We had our first child during the fourth year of my husband’s ophthalmology residency, and our second son joined us during the first year of a surgical retina fellowship. Juggling long hours, multiple medical commitments and the needs of two small children can be exhausting but every day is complete with fulfillment and laughter — and who can ask for anything more in life than that?
For many, the long hours of residency come hand-in-hand with a new challenge — becoming a parent. Does deciding whether to take the plunge leave you and your partner jittery? While having a family is a game changer, anyone who has done it will tell you that it is worth it. Having children is infinitely rewarding, fulfilling, busy, and as far as finding the “perfect time” goes — that just might be an impossible task.
For the medical parent, becoming a mother or father can offer new perspectives with patients, and the majority of programs now offer some degree of flexibility and understanding during birth time and late pregnancy. Both parents will also need to have time for themselves on occasion.
1. Shared learning curve. Your partner is at a career stage when he or she is learning new skills daily — just like when you become a parent. Your relationship will grow and change in all sorts of new ways when you start to refer to yourselves as mommy and daddy and you’ll really bond over all the new hurdles you’re experiencing every day.
2. Tick tock. Time waits for no man, woman or resident. In the game of life, starting younger certainly has its perks. You never know how long it might take you to conceive and welcome your first child. Indeed, the general attitude of waiting to do anything in life until after residency can be a slippery slope. If we wait until the end of medical school, then residency, then fellowship, then those first few years of settling in at a new practice, we might just end up waiting for retirement!

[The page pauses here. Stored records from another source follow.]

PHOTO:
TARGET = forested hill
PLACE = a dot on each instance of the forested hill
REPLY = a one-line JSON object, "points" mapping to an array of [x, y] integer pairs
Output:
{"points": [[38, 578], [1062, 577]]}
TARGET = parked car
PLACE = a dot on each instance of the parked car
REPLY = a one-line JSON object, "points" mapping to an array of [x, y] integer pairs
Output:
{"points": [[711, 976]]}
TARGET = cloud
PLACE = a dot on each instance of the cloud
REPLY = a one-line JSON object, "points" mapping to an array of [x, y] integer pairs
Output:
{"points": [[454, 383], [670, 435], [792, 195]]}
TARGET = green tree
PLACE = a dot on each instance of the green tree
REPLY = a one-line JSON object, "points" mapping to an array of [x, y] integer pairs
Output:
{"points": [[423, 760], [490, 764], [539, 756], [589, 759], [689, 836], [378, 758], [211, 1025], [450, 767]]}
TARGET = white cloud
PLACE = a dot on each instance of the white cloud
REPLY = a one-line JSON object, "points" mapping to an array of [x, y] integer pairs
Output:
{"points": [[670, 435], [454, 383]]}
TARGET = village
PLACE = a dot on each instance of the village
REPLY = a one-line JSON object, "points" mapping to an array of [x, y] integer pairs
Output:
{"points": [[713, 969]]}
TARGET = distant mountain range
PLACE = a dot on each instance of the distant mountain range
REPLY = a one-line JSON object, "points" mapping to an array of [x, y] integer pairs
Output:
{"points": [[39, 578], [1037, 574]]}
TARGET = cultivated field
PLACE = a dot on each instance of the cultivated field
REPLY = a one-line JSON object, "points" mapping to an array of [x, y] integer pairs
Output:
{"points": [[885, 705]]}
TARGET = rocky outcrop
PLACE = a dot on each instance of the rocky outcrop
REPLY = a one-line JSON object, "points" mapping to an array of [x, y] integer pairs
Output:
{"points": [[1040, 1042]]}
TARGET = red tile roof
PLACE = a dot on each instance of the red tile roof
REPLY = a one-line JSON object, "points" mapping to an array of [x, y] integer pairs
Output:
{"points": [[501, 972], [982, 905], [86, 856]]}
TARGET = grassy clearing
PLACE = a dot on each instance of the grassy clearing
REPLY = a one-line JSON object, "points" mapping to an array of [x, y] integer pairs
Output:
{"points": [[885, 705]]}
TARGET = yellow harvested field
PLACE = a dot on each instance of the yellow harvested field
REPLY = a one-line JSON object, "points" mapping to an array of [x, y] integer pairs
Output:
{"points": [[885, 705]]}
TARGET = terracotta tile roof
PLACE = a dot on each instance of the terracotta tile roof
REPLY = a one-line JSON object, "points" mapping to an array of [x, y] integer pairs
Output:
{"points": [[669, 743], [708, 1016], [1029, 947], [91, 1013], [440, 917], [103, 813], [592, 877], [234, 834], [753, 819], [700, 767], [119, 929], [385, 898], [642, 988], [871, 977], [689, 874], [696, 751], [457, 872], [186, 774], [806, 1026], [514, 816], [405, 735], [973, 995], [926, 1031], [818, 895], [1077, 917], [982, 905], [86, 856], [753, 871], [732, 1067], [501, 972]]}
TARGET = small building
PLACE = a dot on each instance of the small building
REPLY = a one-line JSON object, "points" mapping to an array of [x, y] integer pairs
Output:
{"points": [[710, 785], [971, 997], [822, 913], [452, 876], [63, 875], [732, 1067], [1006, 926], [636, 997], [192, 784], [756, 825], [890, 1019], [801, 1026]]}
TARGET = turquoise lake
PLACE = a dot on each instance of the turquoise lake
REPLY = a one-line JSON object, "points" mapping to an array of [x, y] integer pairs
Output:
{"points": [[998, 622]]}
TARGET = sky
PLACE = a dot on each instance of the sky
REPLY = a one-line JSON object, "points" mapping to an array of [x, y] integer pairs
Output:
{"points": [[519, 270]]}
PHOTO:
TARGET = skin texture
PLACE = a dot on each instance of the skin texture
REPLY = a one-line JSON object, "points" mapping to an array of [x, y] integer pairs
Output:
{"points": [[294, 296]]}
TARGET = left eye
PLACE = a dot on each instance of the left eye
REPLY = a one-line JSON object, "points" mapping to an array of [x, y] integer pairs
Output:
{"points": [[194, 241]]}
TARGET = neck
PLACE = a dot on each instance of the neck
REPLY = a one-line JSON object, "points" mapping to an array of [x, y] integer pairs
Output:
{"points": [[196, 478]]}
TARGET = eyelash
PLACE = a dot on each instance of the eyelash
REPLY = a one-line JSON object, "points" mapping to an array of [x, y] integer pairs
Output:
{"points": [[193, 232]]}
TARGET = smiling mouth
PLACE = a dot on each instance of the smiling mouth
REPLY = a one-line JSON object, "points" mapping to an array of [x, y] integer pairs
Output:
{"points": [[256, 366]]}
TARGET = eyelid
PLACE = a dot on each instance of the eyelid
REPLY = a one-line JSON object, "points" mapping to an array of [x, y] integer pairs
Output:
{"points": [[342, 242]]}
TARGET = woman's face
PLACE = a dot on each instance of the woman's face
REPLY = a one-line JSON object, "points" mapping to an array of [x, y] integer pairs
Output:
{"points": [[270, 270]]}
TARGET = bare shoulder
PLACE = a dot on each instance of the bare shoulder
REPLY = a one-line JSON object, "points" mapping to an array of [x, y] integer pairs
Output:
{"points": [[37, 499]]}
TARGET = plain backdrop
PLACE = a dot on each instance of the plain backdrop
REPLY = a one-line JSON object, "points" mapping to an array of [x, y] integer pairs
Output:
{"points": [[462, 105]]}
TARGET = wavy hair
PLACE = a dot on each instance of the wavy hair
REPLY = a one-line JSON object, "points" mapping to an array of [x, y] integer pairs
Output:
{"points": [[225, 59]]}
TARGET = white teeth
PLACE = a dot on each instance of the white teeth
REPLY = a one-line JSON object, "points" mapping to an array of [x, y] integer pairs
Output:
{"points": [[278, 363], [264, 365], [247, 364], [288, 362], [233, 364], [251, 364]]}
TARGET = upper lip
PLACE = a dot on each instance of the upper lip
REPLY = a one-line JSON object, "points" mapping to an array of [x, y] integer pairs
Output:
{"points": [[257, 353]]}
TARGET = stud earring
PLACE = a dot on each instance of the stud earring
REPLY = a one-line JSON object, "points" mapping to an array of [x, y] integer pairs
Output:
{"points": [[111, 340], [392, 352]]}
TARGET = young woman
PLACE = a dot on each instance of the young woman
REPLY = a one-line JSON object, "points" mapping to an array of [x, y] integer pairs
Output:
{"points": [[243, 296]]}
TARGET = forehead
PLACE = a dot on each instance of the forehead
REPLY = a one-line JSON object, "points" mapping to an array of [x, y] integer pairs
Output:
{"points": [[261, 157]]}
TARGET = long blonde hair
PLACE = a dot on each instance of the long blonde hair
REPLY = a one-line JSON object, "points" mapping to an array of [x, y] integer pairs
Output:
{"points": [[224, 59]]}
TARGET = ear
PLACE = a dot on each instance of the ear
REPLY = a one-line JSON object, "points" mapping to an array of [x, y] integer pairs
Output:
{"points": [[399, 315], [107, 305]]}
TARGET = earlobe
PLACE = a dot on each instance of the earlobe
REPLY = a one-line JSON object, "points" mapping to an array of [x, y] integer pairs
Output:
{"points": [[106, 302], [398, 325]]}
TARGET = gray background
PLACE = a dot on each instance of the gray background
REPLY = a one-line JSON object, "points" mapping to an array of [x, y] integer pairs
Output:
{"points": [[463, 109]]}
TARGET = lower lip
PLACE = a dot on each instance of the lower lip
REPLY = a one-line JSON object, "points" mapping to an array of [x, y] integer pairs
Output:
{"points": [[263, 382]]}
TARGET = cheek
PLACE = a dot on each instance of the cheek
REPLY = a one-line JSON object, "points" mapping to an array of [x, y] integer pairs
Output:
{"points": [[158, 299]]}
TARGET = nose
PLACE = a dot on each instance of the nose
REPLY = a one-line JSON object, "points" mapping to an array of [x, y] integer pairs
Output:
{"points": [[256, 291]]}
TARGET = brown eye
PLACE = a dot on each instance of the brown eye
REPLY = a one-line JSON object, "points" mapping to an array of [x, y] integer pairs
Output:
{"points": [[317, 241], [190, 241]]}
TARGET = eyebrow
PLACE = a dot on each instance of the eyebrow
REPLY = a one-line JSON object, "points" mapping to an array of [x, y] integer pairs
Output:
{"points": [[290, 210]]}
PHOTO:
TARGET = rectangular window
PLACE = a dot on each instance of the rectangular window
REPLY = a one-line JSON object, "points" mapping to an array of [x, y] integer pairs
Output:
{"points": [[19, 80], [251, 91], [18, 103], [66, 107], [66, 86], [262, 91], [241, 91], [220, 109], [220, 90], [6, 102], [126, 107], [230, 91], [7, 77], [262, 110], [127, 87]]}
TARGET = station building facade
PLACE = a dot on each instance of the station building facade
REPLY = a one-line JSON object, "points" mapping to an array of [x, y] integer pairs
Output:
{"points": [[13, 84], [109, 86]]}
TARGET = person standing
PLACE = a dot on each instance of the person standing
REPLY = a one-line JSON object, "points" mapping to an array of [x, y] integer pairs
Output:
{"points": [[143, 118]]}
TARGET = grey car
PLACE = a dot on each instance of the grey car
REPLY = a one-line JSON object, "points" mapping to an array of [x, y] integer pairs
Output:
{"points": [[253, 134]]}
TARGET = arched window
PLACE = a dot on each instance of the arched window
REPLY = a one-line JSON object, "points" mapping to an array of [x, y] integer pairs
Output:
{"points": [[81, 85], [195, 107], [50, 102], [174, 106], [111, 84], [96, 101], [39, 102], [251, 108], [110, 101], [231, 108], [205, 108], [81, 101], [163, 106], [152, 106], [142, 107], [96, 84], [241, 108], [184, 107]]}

Whatever your dreams may be — having a family, traveling, home ownership or a hobby, the best time to start is typically today — not tomorrow. And of course, some simple math will tell you that waiting to complete residency – and possibly, a fellowship, can bring with it an increase in various pregnancy risk factors due to advanced maternal age.
3. Those crazy hours. It’s 3 a.m. I’m up soothing the baby and I hear my husband’s pager go off. Sometimes, with two kids under the age of three, plus one-in-two call, it seems like we will never be able to enjoy a good night’s rest. In any case, we have found peace in the overall feeling that we are pushing hard right now to achieve a more balanced lifestyle in the future.
4. The ultimate stress remedy. Nothing reduces stress like having a tickle fight, going sledding on a snowy afternoon or cuddling with a little one to watch a movie. Being a parent certainly has its difficult days, but one kiss, whispered “I love you,” or coo can make even the toughest day melt away. Family time warms the spirit and rejuvenates the soul — reminding a busy resident that there is more to life than medicine. Sometimes, between rounds, journal club, clinics and exams, that’s just what the doctor ordered.
5. It takes a village. During residency, there is often a wealth of local programming for partners and families. If your program has a structured organization, be sure to join in the fun. You’ll find scheduled play dates, social gatherings and holiday events. If not, don’t be afraid to introduce yourself to other medical families with young children. It’s an easy way to develop a social circle, especially if you are new to an area – and having a circle of friends to lean on can make a world of difference once the medical parent returns to work.
6. Logistics, logistics. Having a child during residency has its logistical perks. Finding coverage as a resident is often much easier than in the “real world,” and elective schedules can often be adjusted so non-call rotations and vacation time can be added on to maternity leave.
There truly is no perfect time to have a baby — each family has to make the decision that’s right for them. As a family in medicine, we often find ourselves looking out at our future in blocks of time — four years for this, three years for that, one year of this. It can be challenging to imagine how children fit into that picture — but once they arrive, it is impossible to imagine the world without them.
As someone wisely told us when our first son was born, “the party is over — but the real fun has just begun.”